Все это пустые воспоминания, важно лишь то, что здесь и сейчас: минута, когда я впервые за столько месяцев увидал Леокадию, ее непослушные кудряшки, такие до нее были только у одной женщины на свете! И Букашечка, и дом в Бордо, и покой после стольких месяцев треволнений; на границе я думал, что наделаю в штаны, я уже видел себя в большом зале суда, руки скованы, на голове короса со всеми моими, даже самыми тайными, прегрешениями… А теперь? Если все пойдет нормально, глядишь, и доживу, как Тициан, до девяноста девяти лет – интересно, утру ему нос или нет?

Говорит Хавьер

Я не мог решиться, удержать его здесь или вытолкать взашей, как можно дальше; десять раз хотел донести полиции – что прячется в доме у отца Дуасо, что хочет сбежать во Францию, хоть состоит на службе при дворе, что у него сожительница, сын которой, скорее всего приблудный, служил в гвардии у бунтовщиков, – и десять раз возвращался домой. Ну хорошо, может, всего два раза.
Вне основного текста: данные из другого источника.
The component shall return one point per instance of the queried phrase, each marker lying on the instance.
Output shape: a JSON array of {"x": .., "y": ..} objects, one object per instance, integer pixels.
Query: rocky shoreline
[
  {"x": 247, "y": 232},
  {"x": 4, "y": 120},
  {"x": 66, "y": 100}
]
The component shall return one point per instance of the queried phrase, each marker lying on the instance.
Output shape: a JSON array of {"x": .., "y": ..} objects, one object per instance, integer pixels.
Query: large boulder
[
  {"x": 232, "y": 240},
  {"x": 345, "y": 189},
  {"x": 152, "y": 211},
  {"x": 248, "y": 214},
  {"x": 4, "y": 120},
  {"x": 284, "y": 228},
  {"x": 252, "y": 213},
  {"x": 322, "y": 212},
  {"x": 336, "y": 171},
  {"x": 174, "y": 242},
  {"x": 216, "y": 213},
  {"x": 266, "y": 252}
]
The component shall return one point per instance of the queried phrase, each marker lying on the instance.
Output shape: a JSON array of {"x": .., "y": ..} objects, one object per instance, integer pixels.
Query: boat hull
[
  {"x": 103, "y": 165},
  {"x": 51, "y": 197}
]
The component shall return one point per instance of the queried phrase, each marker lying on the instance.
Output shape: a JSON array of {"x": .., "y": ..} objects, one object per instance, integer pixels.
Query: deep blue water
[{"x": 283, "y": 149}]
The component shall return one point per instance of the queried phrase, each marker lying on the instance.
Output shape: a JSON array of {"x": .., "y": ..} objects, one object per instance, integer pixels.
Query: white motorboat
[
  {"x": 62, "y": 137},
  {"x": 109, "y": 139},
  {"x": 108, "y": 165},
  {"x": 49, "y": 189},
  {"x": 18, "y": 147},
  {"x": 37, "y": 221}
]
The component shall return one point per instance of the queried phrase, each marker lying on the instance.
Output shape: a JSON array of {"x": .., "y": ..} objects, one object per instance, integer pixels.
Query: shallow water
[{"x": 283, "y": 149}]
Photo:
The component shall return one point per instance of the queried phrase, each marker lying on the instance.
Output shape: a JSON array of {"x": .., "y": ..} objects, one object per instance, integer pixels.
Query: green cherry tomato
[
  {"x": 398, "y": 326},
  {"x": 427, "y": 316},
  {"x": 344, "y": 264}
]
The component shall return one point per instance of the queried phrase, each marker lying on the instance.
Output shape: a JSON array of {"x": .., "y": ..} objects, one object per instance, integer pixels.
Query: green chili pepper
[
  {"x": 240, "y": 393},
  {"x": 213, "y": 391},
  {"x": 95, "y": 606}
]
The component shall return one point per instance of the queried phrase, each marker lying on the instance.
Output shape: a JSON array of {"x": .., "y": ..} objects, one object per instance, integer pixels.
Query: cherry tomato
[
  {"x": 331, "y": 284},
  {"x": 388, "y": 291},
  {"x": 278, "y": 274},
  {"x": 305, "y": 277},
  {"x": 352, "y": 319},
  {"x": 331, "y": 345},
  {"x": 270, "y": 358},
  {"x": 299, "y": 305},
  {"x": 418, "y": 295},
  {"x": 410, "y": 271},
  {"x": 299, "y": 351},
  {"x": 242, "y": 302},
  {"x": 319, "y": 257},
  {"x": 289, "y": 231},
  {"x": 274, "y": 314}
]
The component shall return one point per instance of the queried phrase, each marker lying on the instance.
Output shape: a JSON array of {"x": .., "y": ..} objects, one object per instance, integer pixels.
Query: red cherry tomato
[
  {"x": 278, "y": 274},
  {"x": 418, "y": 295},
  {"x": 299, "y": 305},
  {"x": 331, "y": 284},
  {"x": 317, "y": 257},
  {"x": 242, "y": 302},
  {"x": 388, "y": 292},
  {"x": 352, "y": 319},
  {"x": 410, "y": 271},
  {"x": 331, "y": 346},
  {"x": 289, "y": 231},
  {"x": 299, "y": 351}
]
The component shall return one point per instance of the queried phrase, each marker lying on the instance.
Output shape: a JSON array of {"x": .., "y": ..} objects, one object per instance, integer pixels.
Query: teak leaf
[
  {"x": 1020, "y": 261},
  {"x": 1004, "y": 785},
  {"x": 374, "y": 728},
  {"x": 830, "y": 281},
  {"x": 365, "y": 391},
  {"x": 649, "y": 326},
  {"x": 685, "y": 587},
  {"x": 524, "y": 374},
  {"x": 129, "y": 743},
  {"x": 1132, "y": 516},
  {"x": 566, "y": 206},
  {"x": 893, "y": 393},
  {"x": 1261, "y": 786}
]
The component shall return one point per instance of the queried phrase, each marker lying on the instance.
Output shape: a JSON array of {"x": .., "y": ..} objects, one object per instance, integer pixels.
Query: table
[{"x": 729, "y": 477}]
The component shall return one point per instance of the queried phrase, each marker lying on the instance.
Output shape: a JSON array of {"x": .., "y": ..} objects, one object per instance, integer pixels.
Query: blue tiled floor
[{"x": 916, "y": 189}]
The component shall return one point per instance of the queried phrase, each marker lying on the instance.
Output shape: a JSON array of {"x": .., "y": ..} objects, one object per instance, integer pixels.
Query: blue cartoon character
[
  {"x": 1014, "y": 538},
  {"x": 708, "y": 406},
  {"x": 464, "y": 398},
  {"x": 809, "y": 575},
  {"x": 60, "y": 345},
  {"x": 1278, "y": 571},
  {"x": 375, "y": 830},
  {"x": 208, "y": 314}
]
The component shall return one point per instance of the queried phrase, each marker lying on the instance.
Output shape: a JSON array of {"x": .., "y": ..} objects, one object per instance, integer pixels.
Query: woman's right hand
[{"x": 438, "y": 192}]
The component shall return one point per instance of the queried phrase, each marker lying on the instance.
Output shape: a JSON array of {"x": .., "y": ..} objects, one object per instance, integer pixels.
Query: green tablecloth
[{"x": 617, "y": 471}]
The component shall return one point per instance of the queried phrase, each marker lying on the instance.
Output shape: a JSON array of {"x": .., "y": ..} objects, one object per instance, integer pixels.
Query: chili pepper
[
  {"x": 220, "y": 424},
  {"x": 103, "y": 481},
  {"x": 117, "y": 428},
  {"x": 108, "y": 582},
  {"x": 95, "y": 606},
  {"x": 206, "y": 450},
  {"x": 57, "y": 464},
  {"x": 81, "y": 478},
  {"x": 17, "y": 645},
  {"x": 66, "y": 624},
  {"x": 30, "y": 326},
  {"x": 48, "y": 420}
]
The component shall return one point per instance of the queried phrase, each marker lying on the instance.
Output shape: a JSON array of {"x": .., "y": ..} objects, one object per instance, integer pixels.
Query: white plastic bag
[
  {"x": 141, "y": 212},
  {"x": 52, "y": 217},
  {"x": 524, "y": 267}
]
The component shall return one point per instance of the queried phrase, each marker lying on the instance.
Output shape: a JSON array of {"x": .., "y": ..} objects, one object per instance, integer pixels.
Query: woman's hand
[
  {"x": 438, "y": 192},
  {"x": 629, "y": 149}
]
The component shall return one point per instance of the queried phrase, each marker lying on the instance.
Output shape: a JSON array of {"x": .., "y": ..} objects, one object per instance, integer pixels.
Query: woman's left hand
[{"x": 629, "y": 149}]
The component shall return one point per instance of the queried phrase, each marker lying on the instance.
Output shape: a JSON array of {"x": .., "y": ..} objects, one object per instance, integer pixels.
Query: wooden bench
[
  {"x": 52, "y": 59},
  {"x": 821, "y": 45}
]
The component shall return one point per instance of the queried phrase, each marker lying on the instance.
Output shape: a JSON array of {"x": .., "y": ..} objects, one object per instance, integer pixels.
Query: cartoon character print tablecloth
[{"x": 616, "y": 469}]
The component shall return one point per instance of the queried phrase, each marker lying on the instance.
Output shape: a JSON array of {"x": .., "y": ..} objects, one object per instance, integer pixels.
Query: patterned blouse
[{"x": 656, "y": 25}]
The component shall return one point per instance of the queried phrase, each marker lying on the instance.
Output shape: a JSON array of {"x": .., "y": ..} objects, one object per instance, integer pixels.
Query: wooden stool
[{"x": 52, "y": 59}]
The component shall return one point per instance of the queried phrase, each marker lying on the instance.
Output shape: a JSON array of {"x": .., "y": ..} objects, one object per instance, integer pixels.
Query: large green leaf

Останешься совершенно один, рассуждал я. С женой, с Мариано, но ведь один, совершенно один, наконец-то без балласта, без этого осла, наконец-то перестанешь с ним нянчиться денно и нощно. Я ложился спать с чувством предстоящей свободы, а утром просыпался весь в поту – во сне видел, как четверо разбойников или солдат грабят почтовый дилижанс и убивают всех его пассажиров. В каждом сне он погибал, хоть по-разному, но одинаково страшной смертью.

Но в один прекрасный день он сообщил, что получил все необходимые бумаги и в ближайшее время уезжает. «Вот и хорошо, – сказал я, – всем нам не мешало бы отдохнуть».